Missouri Tourism Director Katie Steele Danner said the agency is working to implement many of the auditor’s recommendations and plans to present a proposed conflict of interest policy to the Tourism Commission at its Oct. 13 meeting.
“There shouldn’t be any self-dealing activity — in this particular case, I think the audit speaks for itself — and it would be prudent for us to have a conflict of interest policy,” Danner told The Associated Press.
The audit comes as Kinder, a Republican, weighs whether to go ahead with a planned challenge of Democratic Gov. Jay Nixon in the 2012 elections. The Tour of Missouri bicycle race, which attracted some of the top professional cyclists from around the world, has been a point of contention between the two officeholders. Kinder was the race’s most public supporter since it began in 2007. But Nixon’s administration, citing tight state finances, pulled the plug on state funding for the 2010 race, forcing its cancellation. The race has not returned since then.
The audit said Kinder, in his role as Tourism Commission chairman, took part in discussions about funding the Tour of Missouri and voted to approve agency budgets that included $2.5 million for the 2008 and 2009 races.
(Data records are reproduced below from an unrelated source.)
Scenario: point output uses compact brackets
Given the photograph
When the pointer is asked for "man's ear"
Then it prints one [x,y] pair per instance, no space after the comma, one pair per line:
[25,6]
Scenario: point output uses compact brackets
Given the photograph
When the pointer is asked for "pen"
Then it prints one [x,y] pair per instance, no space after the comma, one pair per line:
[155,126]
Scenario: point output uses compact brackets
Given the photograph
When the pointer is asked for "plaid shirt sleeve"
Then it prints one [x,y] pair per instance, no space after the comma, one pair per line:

The audit says Kinder failed to disclose on forms filed with the Missouri Ethics Commission during those years that he also was chairman of the nonprofit Tour of Missouri Inc., which received state funding to administer the race.
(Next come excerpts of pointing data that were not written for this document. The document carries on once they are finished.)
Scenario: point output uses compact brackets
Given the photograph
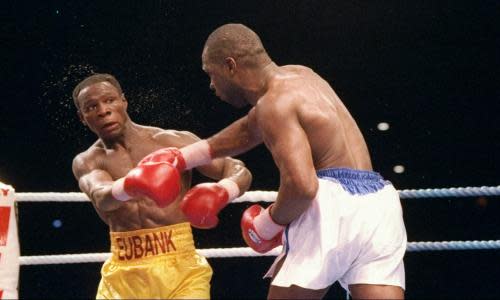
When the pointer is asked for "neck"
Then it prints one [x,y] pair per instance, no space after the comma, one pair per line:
[130,130]
[258,82]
Kinder was replaced as chairman of the Tourism Commission in November 2009, and the auditor’s office says Kinder also is no longer an officer with Tour of Missouri Inc.
“The accidental failure to include the nonprofit corporation information was an oversight that was corrected as soon as it came to light,” Kinder’s office said in an emailed statement provided Wednesday by office spokesman Jay Eastlick. “The Lt. Governor had no financial interest whatsoever in the nonprofit corporation.”
Seizing on the political implications of the audit, the Missouri Democratic Party said it shows Kinder funneled state money to an organization he ran “to facilitate his lavish lifestyle of fancy parties and expensive meals” used to promote the bicycle race.
“This is the kind of thing that makes Missouri taxpayers sick to their stomachs,” said Democratic Party spokeswoman Caitlin Legacki. But the audit also includes criticism of Nixon’s administration.
Repeating a theme from audits of other state agencies, the audit of the Tourism Division said it appeared inappropriate for the agency to have paid for $3,072 of airplane flights by Nixon, including ones to the Major League Baseball All-Star game in St. Louis and the 50th anniversary event of the Silver Dollar City theme park in Branson.
Nixon has defended his practice of billing agencies for his flights, saying his travels often relate to functions supported by those agencies. But legislators frustrated by the practice sought to put an end to it in the current budget by specifically prohibiting most agencies for paying for travel by statewide elected officials.
Although the Tourism Division audit bore the name of Auditor Tom Schweich, his office said Schweich recused himself from any involvement to avoid any appearance of a conflict of interest. Kinder was one of the largest contributors to Schweich’s successful 2010 campaign.
Under its heading of conflicts of interest, the audit also cited cases in which two tourism commissioners voted on budget decisions related the agency’s Cooperative Marketing Program and First-time Marketing Events Program. Division staff later allocated part of that funding to local agencies the commissioners represented, the audit said.
The audit also questioned the division’s documentation on the state’s costs and benefits of the Tour of Missouri and criticized the division for using an advertising agency as a pass-through for expenditures for the bicycle race. The division’s written response to the audit said the advertising contract allowed such arrangements, but it agreed such expenses should be handled in an open and transparent manner.